All these patients were subsequently followed up for up to 1 year, and these results were published as the final trial results in 2019. Between the three- to 12-month follow up period, there was only one recurrent stroke in each group (antiplatelet vs anticoagulation). Again, no significant difference was seen in the risk of recurrent stroke between patients on either antiplatelet or anticoagulation (OR 0.56 95% CI 0.10-3.21, P=0.51). In the intention to treat population, the rate of recurrent stroke at 1 year was also low at 2.4%. What was also important to note was that on follow up imaging after 3 months, no difference was noted in residual narrowing or occlusion between the antiplatelet vs the anticoagulation group (p=0.97).

The CADISS trial helped answer many questions regarding clinical management of extra-cranial cervical artery dissection by showing no difference between choice of antithrombotic use and risk of recurrent stroke, nor did it show any difference in angiographic recanalization between the two groups.
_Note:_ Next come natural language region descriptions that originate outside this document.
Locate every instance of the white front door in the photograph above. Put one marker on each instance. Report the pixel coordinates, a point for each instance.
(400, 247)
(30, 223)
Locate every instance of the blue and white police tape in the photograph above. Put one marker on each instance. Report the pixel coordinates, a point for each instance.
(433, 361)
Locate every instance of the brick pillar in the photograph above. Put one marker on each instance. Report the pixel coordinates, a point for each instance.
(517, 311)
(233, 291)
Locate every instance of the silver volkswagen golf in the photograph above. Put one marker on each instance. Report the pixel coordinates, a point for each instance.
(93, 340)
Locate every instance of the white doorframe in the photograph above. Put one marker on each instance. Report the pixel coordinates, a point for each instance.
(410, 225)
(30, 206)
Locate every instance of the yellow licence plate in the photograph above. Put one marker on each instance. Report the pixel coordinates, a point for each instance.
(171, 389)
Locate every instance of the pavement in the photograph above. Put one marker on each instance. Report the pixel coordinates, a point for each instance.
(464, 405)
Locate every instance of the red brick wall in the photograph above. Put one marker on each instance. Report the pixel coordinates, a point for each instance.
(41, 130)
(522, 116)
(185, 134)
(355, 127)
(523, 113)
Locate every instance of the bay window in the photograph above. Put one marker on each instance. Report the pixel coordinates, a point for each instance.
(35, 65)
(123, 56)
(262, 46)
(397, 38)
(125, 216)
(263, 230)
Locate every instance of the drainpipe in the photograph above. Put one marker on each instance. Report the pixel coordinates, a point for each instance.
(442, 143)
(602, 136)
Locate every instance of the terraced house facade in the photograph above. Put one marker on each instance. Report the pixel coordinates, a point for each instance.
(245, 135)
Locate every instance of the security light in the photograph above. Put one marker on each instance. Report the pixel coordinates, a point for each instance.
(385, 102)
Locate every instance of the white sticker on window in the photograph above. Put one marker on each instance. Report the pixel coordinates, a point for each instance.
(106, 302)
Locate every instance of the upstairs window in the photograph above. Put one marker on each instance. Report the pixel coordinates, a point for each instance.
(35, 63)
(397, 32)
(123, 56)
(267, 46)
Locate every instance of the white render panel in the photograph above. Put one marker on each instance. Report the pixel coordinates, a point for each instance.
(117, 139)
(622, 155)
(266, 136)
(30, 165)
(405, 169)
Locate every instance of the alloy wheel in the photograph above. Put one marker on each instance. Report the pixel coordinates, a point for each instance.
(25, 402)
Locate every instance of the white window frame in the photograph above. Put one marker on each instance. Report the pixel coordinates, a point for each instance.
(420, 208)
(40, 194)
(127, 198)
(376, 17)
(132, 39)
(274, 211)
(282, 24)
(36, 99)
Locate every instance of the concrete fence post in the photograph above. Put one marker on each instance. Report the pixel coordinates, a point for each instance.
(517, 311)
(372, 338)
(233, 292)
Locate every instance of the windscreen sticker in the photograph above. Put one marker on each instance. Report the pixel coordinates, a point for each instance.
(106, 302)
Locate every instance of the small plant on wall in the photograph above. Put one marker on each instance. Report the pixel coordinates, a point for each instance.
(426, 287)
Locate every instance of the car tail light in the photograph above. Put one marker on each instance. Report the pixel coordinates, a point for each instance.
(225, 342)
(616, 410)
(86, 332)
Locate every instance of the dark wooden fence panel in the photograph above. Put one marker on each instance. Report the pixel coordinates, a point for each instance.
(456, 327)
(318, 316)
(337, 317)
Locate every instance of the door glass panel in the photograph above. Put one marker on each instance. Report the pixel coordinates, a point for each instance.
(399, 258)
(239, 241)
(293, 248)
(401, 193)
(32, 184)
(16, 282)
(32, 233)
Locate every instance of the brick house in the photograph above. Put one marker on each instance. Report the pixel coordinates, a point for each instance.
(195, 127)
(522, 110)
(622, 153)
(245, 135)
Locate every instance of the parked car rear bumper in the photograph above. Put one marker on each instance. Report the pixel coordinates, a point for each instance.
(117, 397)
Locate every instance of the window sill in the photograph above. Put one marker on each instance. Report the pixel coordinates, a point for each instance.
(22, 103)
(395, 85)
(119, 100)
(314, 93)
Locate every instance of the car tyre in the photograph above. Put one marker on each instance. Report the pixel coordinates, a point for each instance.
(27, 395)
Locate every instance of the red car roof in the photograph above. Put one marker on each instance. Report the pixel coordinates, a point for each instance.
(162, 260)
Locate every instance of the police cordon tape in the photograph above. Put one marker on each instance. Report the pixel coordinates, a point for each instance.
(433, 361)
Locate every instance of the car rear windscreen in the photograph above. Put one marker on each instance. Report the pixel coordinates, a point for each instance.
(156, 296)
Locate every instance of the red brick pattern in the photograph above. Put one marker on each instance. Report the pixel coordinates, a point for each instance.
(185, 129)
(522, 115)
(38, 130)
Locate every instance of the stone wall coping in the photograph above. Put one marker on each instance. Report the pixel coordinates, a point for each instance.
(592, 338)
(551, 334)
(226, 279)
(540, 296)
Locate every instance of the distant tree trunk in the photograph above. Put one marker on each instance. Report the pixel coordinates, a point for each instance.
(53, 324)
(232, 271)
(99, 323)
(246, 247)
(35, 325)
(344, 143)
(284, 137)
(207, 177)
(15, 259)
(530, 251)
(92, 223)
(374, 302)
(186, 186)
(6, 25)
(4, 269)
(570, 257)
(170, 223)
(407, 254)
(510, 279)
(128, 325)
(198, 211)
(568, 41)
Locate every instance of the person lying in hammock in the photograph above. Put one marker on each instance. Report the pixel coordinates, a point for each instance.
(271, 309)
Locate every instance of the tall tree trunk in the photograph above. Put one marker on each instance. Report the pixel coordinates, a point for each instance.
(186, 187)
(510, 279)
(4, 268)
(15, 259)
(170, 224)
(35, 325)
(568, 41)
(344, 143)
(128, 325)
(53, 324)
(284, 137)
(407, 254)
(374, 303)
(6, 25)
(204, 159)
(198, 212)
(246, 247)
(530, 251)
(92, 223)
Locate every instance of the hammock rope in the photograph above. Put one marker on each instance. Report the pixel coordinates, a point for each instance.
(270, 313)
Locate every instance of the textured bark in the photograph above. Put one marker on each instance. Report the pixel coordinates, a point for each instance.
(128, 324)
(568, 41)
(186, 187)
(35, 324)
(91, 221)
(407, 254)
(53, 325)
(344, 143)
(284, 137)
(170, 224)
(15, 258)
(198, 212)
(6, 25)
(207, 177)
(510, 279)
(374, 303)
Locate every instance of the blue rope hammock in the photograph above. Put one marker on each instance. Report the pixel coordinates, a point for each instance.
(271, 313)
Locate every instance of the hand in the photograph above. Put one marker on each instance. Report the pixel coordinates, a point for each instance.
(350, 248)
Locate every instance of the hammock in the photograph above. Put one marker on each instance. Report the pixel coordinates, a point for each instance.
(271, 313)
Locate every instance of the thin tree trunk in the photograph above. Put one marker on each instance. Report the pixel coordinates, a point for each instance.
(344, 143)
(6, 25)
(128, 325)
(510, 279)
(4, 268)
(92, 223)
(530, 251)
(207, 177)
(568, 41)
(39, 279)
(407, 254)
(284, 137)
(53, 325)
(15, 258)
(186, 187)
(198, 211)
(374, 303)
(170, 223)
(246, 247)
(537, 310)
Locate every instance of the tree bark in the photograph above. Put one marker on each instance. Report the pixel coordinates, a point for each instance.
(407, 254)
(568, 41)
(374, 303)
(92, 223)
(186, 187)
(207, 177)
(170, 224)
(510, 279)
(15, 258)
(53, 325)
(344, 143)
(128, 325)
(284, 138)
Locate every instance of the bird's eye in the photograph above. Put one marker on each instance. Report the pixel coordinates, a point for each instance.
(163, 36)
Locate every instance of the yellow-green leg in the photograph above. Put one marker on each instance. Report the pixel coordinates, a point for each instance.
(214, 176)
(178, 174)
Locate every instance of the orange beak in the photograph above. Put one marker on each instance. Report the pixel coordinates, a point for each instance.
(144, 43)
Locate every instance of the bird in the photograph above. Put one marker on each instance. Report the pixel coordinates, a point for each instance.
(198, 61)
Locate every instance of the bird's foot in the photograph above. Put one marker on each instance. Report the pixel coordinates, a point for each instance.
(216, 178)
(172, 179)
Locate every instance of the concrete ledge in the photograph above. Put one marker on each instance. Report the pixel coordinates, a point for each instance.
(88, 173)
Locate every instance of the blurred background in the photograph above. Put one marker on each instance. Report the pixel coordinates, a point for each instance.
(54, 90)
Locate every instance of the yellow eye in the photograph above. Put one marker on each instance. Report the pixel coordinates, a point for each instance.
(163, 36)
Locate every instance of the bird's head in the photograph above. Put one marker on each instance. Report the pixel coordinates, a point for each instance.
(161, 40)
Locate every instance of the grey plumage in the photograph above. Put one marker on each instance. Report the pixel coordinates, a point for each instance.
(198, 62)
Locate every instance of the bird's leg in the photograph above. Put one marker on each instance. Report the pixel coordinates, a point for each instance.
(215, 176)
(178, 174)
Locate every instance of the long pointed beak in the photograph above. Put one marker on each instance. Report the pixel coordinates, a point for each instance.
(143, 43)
A few limitations of this trial are also important to note. The study sample size was small to detect a clear-cut difference in outcomes between the two groups (antiplatelet vs anticoagulation) and, hence, was under-powered. Different diagnostic imaging techniques (MRA, CTA) were used to evaluate for vessel recanalization, both imaging techniques having their own pitfalls. It would have been good to use one standard imaging modality. Furthermore, on the final imaging analysis, dissection could not be confirmed in about 20% of patients. Lastly, none of the novel anticoagulants (that are in common use today) were used.